I asked a question on superuser about plink rejecting server keys. Someone previously asked about logs. Does the output I get from plink -sshlog contain any secret information I should not be sharing? When I look at the file it looks like a packet dump of the authentication process. I would assume no secrets are sent but aren't sure.
What is in the log and is there secret information that should not be made public?
From the PuTTY documentation at https://the.earth.li/~sgtatham/putty/0.73/htmldoc/Chapter4.html#config-logging we have the following (corresponding command line options added in [brackets]):
‘SSH packets’ [-sshlog]. In this mode (which is only used by SSH connections), the SSH message packets sent over the encrypted connection are written to the log file (as well as Event Log entries). You might need this to debug a network-level problem, or more likely to send to the PuTTY authors as part of a bug report. BE WARNED that if you log in using a password, the password can appear in the log file; see section 4.2.5 for options that may help to remove sensitive material from the log file before you send it to anyone else.
‘SSH packets and raw data’ [-sshrawlog]. In this mode, as well as the decrypted packets (as in the previous mode), the raw (encrypted, compressed, etc) packets are also logged. This could be useful to diagnose corruption in transit. (The same caveats as the previous mode apply, of course.)
Note that no cryptographic secrets are transmitted over the connection; only public keys for authentication and components of the selected symmetric key exchange algorithm (KexAlgorithms) which can be safely logged since they cannot be used by anyone listening in on the connection. Only password authentication appears to be compromised if the passwords are not redacted from these logs.
PuTTY provides options to perform this redaction as the logs are being created: ‘Omit known password fields’ and ‘Omit session data’, which are checkboxes one can use when setting up the session parameters in PuTTY prior to running plink.

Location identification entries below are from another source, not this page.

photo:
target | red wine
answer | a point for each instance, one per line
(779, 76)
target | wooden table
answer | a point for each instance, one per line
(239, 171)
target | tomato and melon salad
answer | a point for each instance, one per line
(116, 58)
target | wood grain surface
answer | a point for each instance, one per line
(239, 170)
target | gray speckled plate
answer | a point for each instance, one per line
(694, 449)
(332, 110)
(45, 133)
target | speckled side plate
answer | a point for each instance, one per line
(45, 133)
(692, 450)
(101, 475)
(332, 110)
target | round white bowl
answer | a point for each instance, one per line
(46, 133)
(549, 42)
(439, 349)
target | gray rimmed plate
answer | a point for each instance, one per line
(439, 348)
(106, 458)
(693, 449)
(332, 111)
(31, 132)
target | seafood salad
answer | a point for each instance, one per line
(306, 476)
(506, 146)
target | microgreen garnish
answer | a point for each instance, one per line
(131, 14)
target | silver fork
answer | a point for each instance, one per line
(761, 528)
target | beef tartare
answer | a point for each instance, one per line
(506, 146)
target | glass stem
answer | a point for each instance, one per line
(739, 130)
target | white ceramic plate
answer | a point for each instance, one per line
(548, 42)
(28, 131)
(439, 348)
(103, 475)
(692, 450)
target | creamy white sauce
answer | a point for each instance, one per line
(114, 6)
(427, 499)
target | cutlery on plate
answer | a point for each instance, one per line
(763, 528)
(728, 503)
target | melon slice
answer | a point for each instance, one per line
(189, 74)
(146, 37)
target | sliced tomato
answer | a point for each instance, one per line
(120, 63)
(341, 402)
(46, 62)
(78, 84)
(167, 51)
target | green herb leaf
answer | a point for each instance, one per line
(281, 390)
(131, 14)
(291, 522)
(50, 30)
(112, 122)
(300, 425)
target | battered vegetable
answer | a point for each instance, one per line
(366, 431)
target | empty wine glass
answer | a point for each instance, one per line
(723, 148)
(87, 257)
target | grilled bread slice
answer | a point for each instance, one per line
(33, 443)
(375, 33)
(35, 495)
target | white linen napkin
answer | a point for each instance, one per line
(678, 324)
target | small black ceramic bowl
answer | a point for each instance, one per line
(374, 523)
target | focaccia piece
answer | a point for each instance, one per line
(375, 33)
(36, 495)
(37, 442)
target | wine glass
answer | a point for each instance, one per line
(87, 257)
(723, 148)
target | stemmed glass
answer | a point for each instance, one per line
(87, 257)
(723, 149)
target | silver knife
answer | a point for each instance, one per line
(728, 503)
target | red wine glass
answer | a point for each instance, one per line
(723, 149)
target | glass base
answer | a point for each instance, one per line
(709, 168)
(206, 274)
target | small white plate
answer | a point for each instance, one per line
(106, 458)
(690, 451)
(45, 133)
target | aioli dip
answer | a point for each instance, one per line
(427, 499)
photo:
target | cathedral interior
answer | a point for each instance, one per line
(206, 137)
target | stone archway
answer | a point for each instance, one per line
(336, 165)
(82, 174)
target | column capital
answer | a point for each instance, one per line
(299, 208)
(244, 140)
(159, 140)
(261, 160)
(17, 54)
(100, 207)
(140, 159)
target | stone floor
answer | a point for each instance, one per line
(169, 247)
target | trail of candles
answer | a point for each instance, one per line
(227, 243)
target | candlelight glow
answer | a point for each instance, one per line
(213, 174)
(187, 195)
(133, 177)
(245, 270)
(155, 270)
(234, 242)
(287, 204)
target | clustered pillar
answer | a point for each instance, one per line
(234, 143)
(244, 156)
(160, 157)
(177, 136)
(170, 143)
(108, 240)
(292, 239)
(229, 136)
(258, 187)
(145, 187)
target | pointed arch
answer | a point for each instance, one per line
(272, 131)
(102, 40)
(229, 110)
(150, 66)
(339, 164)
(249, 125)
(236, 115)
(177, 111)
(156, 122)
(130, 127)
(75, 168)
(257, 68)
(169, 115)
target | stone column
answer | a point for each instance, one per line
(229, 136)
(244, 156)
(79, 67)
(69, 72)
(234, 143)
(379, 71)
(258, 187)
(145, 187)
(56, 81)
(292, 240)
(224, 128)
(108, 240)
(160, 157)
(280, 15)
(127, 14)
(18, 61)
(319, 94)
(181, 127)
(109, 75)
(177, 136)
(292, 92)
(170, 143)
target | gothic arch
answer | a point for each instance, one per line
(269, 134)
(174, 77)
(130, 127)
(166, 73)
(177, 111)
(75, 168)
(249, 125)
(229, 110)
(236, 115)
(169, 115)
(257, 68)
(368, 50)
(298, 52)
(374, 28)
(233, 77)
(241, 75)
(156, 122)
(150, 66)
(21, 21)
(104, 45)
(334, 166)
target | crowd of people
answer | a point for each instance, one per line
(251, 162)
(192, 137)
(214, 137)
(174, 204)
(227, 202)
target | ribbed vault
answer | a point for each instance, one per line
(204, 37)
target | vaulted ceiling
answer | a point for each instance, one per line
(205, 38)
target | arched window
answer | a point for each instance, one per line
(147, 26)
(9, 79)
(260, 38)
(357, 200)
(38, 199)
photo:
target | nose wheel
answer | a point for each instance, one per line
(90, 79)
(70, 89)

To use a saved session in plink, add the -load option to the command line followed by the name of the saved session.
Edited to add: This refers only to the credentials and keys associated with the SSH session itself. Applications using SSH as a transport mechanism (such as rsync, sftp, and scp) may have their own sensitive material logged; turning on "Omit session data" may help when troubleshooting an application, but should not be necessary if you are creating a session solely for troubleshooting purposes rather than launching the application.